The extension is a pretty good show of respect for what Lawrence brings to the Giants and he’ll be able to keep providing it for years now that the deal is done.

9 responses to “Dexter Lawrence on contract extension: I wanted to be respected

  1. “Respect” and “wealthy” used to not be the same. Actually, they’re still not.

  2. Any time anyone wants to pay me $90 million over 4 years in order to disrespect me tremendously, I’m happy to cooperate with them. They are welcome to tell me or others they don’t like me, they think I’m lazy, they think I’m a fool, they think I’m dishonest, and anything at all that is disrespectful.

  3. sounds like another one who will be quitting on his team now that he’s been (over-)paid.
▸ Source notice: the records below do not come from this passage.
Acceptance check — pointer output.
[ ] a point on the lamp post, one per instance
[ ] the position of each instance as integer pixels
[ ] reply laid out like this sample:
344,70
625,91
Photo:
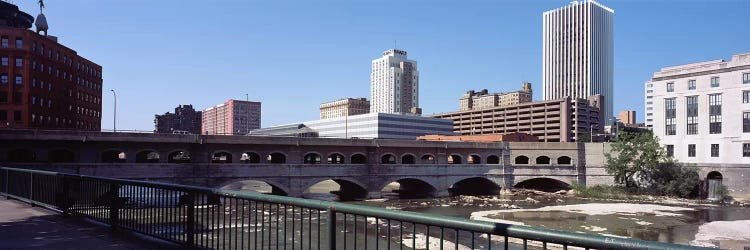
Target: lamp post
114,119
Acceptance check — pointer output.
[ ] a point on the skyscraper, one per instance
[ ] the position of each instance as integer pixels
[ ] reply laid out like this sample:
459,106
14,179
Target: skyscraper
394,84
578,57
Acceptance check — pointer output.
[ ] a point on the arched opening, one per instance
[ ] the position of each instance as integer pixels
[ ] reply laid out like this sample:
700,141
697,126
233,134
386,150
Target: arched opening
714,179
21,155
359,159
276,158
114,156
147,156
543,184
454,159
409,188
542,160
311,158
250,157
522,159
388,159
563,160
474,159
179,157
474,186
493,159
427,159
336,158
255,186
62,155
408,159
336,189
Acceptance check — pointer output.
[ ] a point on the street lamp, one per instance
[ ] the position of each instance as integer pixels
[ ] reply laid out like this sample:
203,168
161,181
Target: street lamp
114,119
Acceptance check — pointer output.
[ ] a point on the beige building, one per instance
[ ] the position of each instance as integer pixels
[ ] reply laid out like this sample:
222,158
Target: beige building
476,100
344,107
627,117
560,120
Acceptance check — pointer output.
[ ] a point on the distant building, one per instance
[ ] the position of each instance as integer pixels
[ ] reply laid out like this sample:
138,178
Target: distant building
394,84
476,100
44,84
184,120
344,107
562,120
578,53
233,117
627,117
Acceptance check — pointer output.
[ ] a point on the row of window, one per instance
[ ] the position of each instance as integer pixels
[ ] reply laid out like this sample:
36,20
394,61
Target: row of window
714,150
714,82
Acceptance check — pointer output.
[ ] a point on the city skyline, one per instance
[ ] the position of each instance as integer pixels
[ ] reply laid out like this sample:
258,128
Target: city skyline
472,51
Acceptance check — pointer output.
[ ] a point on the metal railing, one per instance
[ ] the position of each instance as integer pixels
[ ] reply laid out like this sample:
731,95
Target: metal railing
206,218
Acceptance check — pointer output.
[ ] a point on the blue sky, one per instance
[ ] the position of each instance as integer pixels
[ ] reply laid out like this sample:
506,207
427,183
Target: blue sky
293,55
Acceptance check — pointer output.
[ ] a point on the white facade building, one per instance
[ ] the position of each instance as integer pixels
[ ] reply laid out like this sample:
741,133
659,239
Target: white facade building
578,52
701,111
394,84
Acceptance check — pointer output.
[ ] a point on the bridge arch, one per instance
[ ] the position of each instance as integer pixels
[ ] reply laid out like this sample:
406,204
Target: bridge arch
358,158
179,156
276,158
311,158
250,157
521,160
221,156
147,156
474,186
61,155
546,184
409,188
408,158
114,156
21,155
336,158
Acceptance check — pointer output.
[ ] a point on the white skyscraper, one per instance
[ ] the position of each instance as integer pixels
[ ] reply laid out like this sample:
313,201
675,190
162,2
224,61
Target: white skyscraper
578,57
394,84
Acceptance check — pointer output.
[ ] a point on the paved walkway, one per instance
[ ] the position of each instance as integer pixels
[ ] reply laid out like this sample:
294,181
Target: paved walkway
26,227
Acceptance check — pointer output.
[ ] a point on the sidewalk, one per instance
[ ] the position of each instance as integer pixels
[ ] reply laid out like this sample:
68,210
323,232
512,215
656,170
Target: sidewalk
26,227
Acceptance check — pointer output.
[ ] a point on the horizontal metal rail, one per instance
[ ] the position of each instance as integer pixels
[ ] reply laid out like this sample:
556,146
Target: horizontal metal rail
198,217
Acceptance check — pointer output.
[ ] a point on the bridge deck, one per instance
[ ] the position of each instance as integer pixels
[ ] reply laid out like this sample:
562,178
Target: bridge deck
26,227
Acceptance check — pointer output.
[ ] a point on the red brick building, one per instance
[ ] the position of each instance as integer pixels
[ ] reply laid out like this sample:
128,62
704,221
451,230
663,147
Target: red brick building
44,84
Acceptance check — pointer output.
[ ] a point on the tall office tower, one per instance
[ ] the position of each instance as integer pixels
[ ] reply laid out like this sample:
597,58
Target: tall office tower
394,84
578,58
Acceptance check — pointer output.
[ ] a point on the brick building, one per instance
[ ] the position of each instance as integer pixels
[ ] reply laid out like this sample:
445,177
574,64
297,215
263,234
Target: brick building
44,84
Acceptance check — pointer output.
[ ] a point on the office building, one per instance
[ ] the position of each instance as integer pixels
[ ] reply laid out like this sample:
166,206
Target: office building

  4. Why does the adage: “Better to Remain Silent and Be Thought a Fool than to Speak and Remove All Doubt” come up ALL of the time around here?!

  5. Great Lord, here we go with that crap again. Just be a man and let respect take care of itself. Nobody respects anybody that demands it.

  6. If respect costs money, then Dexter better start spending.

  7. dingodango says:
    May 5, 2023 at 2:13 pm
    “Respect” and “wealthy” used to not be the same. Actually, they’re still not

    In the United States of America they are the same especially when dealing with wealthy people.